Central bank monetary expansion has to be made permanent as a policy, and openly declared as such. There can no longer be one-off programs tied to an assumption that each one is the final round of Quantitative Easing. Assets stored on central bank balance sheets can never be sold back into the market, so the balance sheets themselves are moot.

Monetary expansion has to be of a direct, diffuse nature. Current methods of bond-buying used by the US Federal Reserve are well into the point of diminishing returns, and end up concentrating the QE in very few hands. The only real discussion and analysis should be about the rate of annual increases. The US Federal Reserve has not yet been granted this power by the US Congress, which restricts the Fed’s ability to do what is necessary.

Monetary expansion has to rise at a compounded rate of 16-24% a year, possibly higher, to offset technological deflation and keep the Wu-Xia Shadow Rate in step with the size of the deflationary force. Current patterns of monetary expansion and the absence of inflation already supply the data to support this conclusion.

Since most government spending in the US and similarly advanced nations constitutes direct payments to individuals, these payments should be formalized into a Direct Universal Exponential Stipend (DUES) that is paid equally to all citizens, and is funded by this central bank monetary expansion.

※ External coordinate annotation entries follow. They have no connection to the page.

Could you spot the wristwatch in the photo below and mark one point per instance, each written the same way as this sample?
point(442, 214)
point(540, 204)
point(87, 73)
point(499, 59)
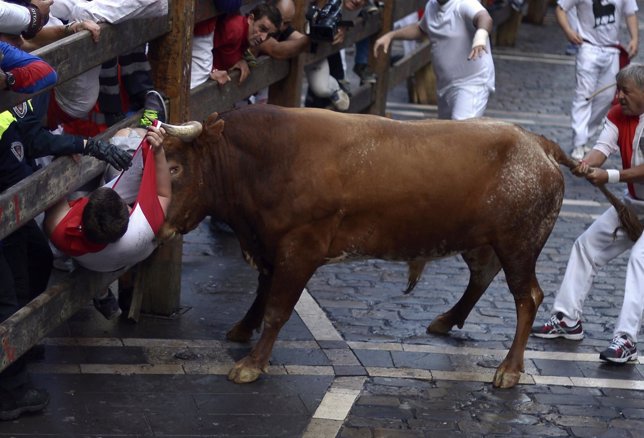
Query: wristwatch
point(9, 79)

This DUES constitutes a dynamic and rapidly strengthening safety net, as well as a catalyst for entrepreneurship. Unlike negative interest rates, this does not punish savers, and is more scalable in accordance with accelerating technological deflation.

Federal income taxes can be phased out gradually and systematically, with all Federal government spending covered by monetary expansion, which itself is mostly the DUES.

This sort of reform taking current levels of technological progress and the associated deflation into account to create tax, monetary, and regulatory policies far more favorable to entrepreneurship transcends both socialism and capitalism. It is also the only way to harness disruptive technologies, such as AI, into a vehicle of broadly increased human prosperity.

The US is not going to be the first nation to transition to such a new policy era, and certainly not before the next crisis. Hong Kong, Singapore, Canada, and Switzerland are more suitable candidates to be the first countries to reform in favor of 21st century economic forces.

Few individuals, even if they work in the technology industry, have trained themselves to think like an active part of the ATOM. This mindset can be very profitable once adopted, and will become one of the core skillsets that an adult needs to have in order to prosper.